What is the EUTR and how does it affect pallet manufacturer?
05 Dec 2013
The EU Timber Regulation (EUTR) is a European Union regulation that came into force under British law in March 2013. It prohibits the use of illegally harvested timber in the EU market. Any business or individual that such timber or timber products into this market must for the first time implement a due-diligence system. This means he must assess the risk that the timber may have come from an illegal source. This must happen before the timber is made into any product and before it is treated and certified.
Pallet Manufacturers Affected
Manufacturers of wooden pallets are affected directly by this law, whether they are using untreated timber to manufacture new wooden pallets or they repair or recycle older pallets that may have originated from an illegal timber source.
The regulations set out the components of the due-diligence system. The bulk of these regulations apply to the person or business that first places the timber on the EU market, referred to as the operator. The operator should not place any order for timber until he has been through the due-diligence procedures. These are:
- Operators must use credible information about the supplier and country of origin of the timber they buy. The operator does not need to have all of this information directly but must be able to access it.
- The operator must have a risk-assessment procedure in place to take account of the reliability of information he receives. This includes an understanding of the prevalence of illegal harvesting in the timber’s country of origin, a long and complex supply chain, and also any indications of low risk levels such as certification of the wood and a credible verification of its legality.
- The operator must put risk-mitigation procedures in place if there is some risk of illegal timber in a product he is buying. The regulations do not provide any guidance as to how this can be achieved.
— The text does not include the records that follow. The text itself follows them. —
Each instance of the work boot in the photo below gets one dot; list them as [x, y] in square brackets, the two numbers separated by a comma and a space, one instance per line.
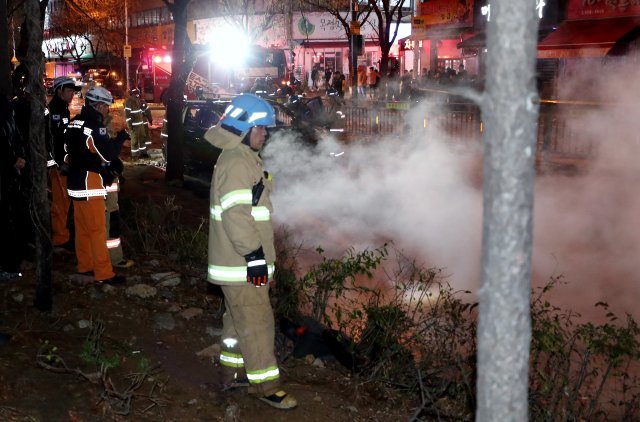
[113, 281]
[280, 400]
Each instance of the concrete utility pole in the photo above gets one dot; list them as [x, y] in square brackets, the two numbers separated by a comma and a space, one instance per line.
[354, 30]
[126, 41]
[416, 42]
[510, 114]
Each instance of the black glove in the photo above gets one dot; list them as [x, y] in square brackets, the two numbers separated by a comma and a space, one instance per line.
[116, 166]
[122, 136]
[257, 271]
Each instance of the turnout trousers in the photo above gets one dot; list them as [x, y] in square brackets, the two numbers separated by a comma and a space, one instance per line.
[114, 244]
[248, 336]
[91, 238]
[59, 207]
[138, 140]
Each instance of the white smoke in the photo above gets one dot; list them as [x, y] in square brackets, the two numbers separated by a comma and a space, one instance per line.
[423, 192]
[414, 190]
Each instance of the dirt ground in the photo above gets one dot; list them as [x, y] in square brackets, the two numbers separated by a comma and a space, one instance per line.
[165, 331]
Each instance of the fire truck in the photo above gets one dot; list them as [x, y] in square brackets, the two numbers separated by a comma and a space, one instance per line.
[213, 77]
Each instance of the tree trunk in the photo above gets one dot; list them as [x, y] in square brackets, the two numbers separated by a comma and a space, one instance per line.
[39, 206]
[509, 110]
[5, 54]
[175, 154]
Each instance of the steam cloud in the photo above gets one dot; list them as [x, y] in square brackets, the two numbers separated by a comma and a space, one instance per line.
[423, 191]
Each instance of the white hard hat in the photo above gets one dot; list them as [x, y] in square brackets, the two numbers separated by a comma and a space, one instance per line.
[62, 82]
[98, 94]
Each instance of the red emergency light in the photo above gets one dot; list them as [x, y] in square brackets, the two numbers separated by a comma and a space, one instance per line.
[160, 59]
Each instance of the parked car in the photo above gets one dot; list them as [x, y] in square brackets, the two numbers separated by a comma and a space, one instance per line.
[198, 116]
[48, 85]
[105, 78]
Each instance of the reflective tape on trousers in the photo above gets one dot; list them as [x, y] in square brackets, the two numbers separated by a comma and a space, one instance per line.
[269, 374]
[259, 213]
[113, 243]
[236, 197]
[234, 274]
[231, 359]
[87, 193]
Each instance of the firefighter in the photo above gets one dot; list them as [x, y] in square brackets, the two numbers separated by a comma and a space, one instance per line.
[57, 118]
[114, 242]
[241, 249]
[138, 117]
[91, 156]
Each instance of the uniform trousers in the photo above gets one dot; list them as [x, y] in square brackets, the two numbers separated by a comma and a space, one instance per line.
[91, 238]
[249, 319]
[114, 243]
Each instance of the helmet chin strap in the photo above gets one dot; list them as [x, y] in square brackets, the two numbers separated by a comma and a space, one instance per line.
[247, 140]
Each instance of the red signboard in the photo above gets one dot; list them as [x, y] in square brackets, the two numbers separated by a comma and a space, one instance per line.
[455, 13]
[596, 9]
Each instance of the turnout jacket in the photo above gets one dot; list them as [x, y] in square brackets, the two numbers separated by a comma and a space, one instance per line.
[237, 227]
[136, 112]
[57, 117]
[90, 155]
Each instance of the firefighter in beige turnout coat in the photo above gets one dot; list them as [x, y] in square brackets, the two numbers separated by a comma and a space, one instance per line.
[241, 247]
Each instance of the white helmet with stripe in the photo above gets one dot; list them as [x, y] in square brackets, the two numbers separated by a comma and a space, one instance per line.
[63, 82]
[98, 94]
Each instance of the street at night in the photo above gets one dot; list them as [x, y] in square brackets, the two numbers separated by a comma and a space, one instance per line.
[366, 211]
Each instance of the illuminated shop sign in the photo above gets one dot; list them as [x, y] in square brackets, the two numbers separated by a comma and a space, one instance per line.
[540, 7]
[596, 9]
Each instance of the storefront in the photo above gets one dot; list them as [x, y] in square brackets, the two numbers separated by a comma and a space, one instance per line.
[322, 44]
[593, 29]
[440, 26]
[474, 47]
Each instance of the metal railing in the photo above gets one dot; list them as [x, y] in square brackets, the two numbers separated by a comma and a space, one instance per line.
[557, 131]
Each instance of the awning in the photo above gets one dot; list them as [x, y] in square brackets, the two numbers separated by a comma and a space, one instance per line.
[477, 41]
[586, 38]
[332, 44]
[480, 39]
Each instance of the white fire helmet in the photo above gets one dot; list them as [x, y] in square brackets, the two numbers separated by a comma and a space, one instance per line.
[98, 94]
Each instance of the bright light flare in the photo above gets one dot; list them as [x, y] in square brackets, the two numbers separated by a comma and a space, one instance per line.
[228, 46]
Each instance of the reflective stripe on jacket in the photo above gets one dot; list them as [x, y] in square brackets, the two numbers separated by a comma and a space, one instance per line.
[89, 152]
[57, 117]
[236, 226]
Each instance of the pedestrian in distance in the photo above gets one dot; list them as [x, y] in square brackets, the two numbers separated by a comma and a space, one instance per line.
[241, 248]
[114, 224]
[91, 156]
[372, 82]
[138, 118]
[57, 118]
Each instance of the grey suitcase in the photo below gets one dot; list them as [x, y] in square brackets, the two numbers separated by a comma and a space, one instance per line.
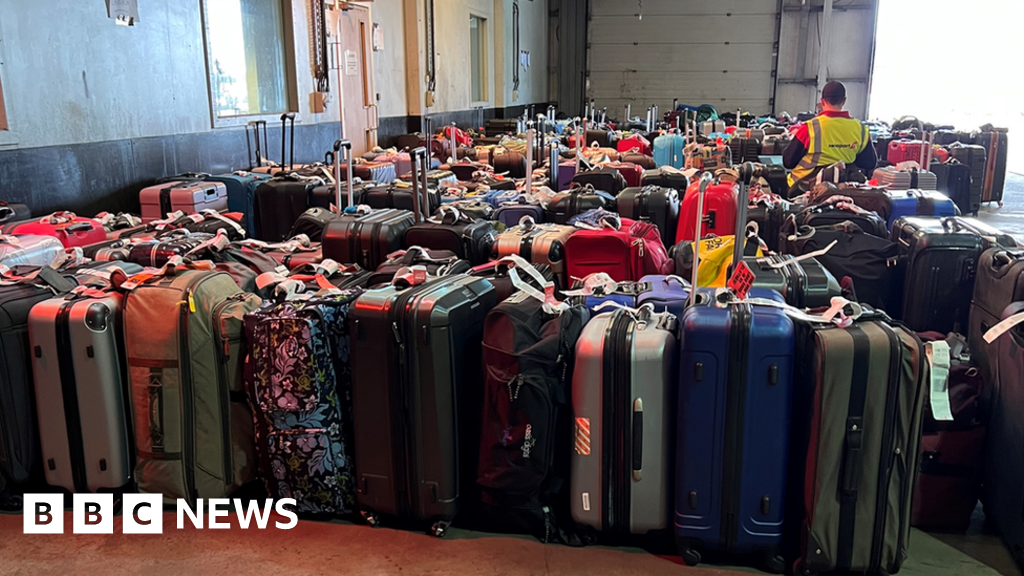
[81, 392]
[624, 404]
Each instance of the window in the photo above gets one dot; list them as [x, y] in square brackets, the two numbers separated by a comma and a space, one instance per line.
[248, 47]
[478, 58]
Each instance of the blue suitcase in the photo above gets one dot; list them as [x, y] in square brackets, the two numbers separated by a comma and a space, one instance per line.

Professional associations such as the Timber Trade Federation in Britain have developed business tools that will help companies to comply with this regulation. Other private consultancy companies – monitoring organizations that have been formally recognised by the European Commission — will also be able to provide timber companies with a ready-made due-diligence system.
A trader is anyone who buys timber or a timber product once it has been placed on the EU market. The regulations state that the trader has to keep records for at least five years on timber purchases. These must specify the operator or trader from whom the timber was bought and the trader to whom the timber or timber products were sold.
Retroactive Application and Penalties
It is also important to note that timber products that may have been purchased before March 2013 also fall under the remit of these regulations. This means that both operators and traders have to review their stocks of timber and timber products and assess whether they may be made from illegally harvested timber.
Each EU member state has appointed a competent authority to ensure compliance with the new regulations. The penalties it may impose are as follows:
- Fines proportionate to the environmental damage caused by the illegal timber harvesting, the value of the timber and the tax losses resulting from any infringement.
- Seizure of illegal timber and timber products and an immediate suspension of the operator’s or trader’s authorisation to trade.